This project performs EDA on the Microsoft data containing details of Malware infected devices. For this, we make use of SparkSQL using PySpark library.
- Kaggle account
- https://www.kaggle.com/c/microsoft-malware-prediction/data
- In order to access data files
- Install pyspark library
pip install pyspark
- We try to find infected class-wise data distribution.
- Operating System-wise Malware infection count
- Determining distribution of malware-infected touch-enabled devices
- Percent of Malware infected Devices with Enginer Version
- Percentage of infected devices with App version
- Percentage of infected devices with Antivirus version
- Percentage of infected devices with Antivirus product count
- Percentage of infected devices with OS Platform SubRelease
- Percentage of infected devices with OS Build
- Percentage of infected devices with Processor's Core Count
- Percentage of infected devices with Physical RAM
- Percentage of infected devices with System Chassis Type
- Percentage of infected devices with OS Edition
- Percentage of infected devices with Processor Type
- Percentage of infected devices with OS Genuine State
- Percentage of infected devices with Primary Disk Type
- Writing data to parquet file
df.write.format("parquet").save("file:///data.parquet")

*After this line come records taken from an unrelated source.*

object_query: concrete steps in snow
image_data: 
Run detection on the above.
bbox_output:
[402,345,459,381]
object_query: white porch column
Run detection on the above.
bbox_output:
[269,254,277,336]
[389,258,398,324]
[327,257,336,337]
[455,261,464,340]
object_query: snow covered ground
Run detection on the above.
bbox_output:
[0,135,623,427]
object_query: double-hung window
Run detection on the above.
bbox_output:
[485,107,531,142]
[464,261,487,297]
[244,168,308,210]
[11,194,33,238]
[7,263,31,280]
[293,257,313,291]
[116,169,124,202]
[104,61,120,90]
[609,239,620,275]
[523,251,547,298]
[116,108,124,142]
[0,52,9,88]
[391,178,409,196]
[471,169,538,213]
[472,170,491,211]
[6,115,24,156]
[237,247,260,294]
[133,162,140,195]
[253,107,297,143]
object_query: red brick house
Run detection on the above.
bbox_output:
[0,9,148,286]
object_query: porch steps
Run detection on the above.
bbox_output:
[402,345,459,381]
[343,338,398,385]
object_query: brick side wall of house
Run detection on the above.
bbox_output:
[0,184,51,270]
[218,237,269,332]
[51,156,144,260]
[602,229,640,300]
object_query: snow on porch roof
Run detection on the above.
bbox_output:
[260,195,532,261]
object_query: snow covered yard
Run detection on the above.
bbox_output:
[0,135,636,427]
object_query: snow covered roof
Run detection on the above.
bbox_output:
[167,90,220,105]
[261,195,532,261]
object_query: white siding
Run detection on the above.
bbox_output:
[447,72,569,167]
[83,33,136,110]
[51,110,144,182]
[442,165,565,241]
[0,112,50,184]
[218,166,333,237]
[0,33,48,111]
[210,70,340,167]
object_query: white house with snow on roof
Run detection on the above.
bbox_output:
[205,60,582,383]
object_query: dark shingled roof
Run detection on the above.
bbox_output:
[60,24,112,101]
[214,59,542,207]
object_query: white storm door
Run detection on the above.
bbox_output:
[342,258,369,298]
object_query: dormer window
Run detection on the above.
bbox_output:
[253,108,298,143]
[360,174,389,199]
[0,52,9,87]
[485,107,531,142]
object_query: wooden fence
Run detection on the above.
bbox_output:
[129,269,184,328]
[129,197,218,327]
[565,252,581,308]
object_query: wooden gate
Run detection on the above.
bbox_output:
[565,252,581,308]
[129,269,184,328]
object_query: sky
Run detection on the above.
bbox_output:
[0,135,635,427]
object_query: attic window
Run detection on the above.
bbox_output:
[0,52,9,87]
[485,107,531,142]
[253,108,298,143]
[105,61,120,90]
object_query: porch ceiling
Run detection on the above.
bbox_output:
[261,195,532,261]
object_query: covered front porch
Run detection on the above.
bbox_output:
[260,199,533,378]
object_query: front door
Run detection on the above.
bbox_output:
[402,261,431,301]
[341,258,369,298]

The dataset has an equal count of both classes (malware-infected and non-infected devices). Moreover, it is observed that the devices running Windows10 are more vulnerable to malware, especially touch-enabled devices. The devices with App version 4.18.1807.18075 is at high risk as most of the affected systems have this version.
From the analysis, we can also observe that the devices having more than 2 antivirus products installed are less affected. However surprisingly, the devices with no antivirus are also least affected. Also, 64-bit devices are largely affected and that too whose OS is genuine.